Am 19. September 2022 verstarb Vernon Francis Dvorak im Alter von 93 Jahren. Er war ein amerikanischer Meteorologe, der eine auf Satellitendaten basierende Methode zur Bestimmung der Intensität von Tropenstürmen entwickelte. Sie hat die Prognose der Entwicklung dieser Systeme revolutioniert und im Laufe der Jahre viele Leben gerettet.

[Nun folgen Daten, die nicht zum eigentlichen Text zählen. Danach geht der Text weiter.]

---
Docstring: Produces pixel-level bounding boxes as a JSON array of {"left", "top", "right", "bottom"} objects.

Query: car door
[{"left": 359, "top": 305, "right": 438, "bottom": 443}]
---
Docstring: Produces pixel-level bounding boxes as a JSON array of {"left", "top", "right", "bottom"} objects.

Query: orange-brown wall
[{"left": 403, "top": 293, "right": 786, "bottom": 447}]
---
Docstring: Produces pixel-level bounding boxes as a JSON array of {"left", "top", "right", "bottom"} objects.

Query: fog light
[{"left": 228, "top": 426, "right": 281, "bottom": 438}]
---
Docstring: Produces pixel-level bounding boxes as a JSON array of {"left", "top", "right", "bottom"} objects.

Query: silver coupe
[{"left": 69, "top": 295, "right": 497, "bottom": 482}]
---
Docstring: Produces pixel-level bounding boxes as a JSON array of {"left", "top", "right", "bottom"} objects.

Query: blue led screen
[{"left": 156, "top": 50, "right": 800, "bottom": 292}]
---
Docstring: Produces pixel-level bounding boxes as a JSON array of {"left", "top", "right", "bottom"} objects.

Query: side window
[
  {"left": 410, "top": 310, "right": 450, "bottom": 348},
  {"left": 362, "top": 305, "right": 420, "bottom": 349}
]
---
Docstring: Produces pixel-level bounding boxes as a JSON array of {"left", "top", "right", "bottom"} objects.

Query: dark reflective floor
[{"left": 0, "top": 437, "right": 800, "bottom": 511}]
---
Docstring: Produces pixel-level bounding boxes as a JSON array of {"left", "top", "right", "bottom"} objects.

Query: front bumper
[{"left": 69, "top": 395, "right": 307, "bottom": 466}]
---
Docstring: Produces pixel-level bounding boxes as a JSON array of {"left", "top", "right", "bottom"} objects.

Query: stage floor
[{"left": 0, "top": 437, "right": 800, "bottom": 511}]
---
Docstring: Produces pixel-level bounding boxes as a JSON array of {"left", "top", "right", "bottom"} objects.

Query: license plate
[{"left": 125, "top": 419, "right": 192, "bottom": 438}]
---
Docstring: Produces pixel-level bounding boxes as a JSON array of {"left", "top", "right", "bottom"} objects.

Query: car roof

Erster Todestag von Vernon Dvorak
Aus diesem Anlass wollen wir heute einen Blick auf die nach ihm benannte Dvorak-Technik werfen. Sie basiert auf Satellitenbildern von Tropenstürmen im sichtbaren und infraroten Bereich des Lichts.
Abb. 1: Vernon Francis Dvorak (15.11.1928 bis 19.9.2022); Quelle: Wikipedia
Im Gegensatz zu grossräumigen aussertropischen Tiefdruckgebieten sind tropische Wirbelstürme oft deutlich kleiner, zudem entstehen sie auf dem offenen Meer über warmem Wasser. Vor dem Zeitalter der Satellitenbeobachtung hielt sich die Prognostizierbarkeit in engen Grenzen, die Vorwarnzeit war gering. Besondere Probleme bereiteten Aussagen über die Entwicklung eines Sturms – Abschwächung oder weitere Verstärkung. Mit den ersten Wettersatelliten begann sich die Prognose der Zugbahnen zu verbessern, ohne Messdaten von Bojen, Schiffen und Flugzeugen war eine Aussage über die aktuelle Intensität aber nach wie vor schwer. In den 70er Jahren entwickelte Vernon Dvorak eine Methode, die auf der Veränderung der Wolkenstruktur eines Wirbelsturms beruhte und davon ausgehend Aussagen zur aktuellen Intensität sowie der kurzfristigen Entwicklung zuliess. Diese Vorhersagetechnik wurde in den letzten Jahrzehnten stetig verbessert und für unterschiedliche Meeresregionen angepasst. Ursprünglich basierten die ersten Ansätze auf Daten aus dem Nordwestpazifik (Taifune), für den Atlantik und Ostpazifik (Hurrikans) wurde die Methode entsprechend adaptiert.
Wolkenmuster
Vernon Dvorak erkannte, dass gewisse Wolkenmuster einer gewissen Entwicklungsstufe und Intensität (und damit mittleren maximalen Windgeschwindigkeit) entsprachen.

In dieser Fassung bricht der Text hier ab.